Rzecznik Kremla Dmitrij Pieskow wyraził w poniedziałek nadzieję, że sytuacja wokół Kataru nie wpłynie negatywnie na walkę z terroryzmem, której aktualność - jak powiedział - potwierdziły m.in. niedawne tragiczne wydarzenia w Londynie.

Pieskow podkreślił na konferencji prasowej, że Rosja jest zainteresowana stabilnością i pokojem w Zatoce Perskiej.

"Moskwa jest zainteresowana utrzymaniem dobrych relacji z państwami Zatoki Perskiej, lecz nie zamierza mieszać się w sprawy wewnętrzne innych krajów, w tym przypadku - państw Zatoki Perskiej" - oświadczył Pieskow.

Arabia Saudyjska, a w ślad za nią Zjednoczone Emiraty Arabskie, Egipt, Bahrajn i Jemen zerwały w poniedziałek stosunki dyplomatyczne z Katarem, oskarżając to państwo o wspieranie terroryzmu, w tym Al-Kaidy i Bractwa Muzułmańskiego. Rijad i Kair zawiesiły ponadto z Katarem wszystkie połącznia lądowe, morskie i powietrzne.

Za niewłaściwe Pieskow uznał zadane mu pytanie o to, czy Rosja może wesprzeć Katar, jeśli ten by się znalazł w trudnej sytuacji z powodu blokady.

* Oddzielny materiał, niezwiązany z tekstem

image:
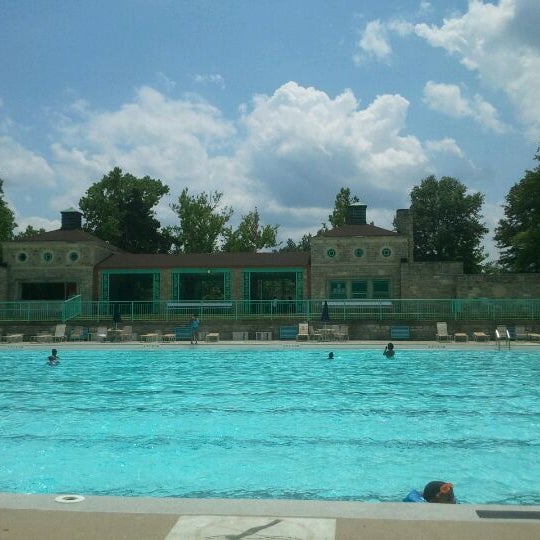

"Rosja, będąc aktywnym uczestnikiem globalnego procesu walki z terroryzmem międzynarodowym, ma nadzieję, że ta sytuacja nie wpłynie w żaden sposób na ogólny nastrój i zdecydowane stanowisko w walce z terroryzmem, której aktualność, pilność i bezalternatywność potwierdzają tragiczne zdarzenia, w tym te niedawne w Londynie" - powiedział Pieskow dziennikarzom nawiązując do sobotniego zamachu terrorystycznego w stolicy Wielkiej Brytanii.

Poproszony o skomentowanie decyzji kilku państw arabskich, które zerwały stosunki dyplomatyczne z Katarem, minister spraw zagranicznych Rosji Siergiej Ławrow powiedział, że to sprawa tych państw.

"To ich sprawa, stosunki dwustronne tych państw. Nie mieszamy się do tych decyzji. Chociaż podejrzewa się nas o to, że stoimy za każdym wydarzeniem na świecie, to zapewniam, że tak nie jest" - powiedział Ławrow w poniedziałek na konferencji prasowej w Moskwie.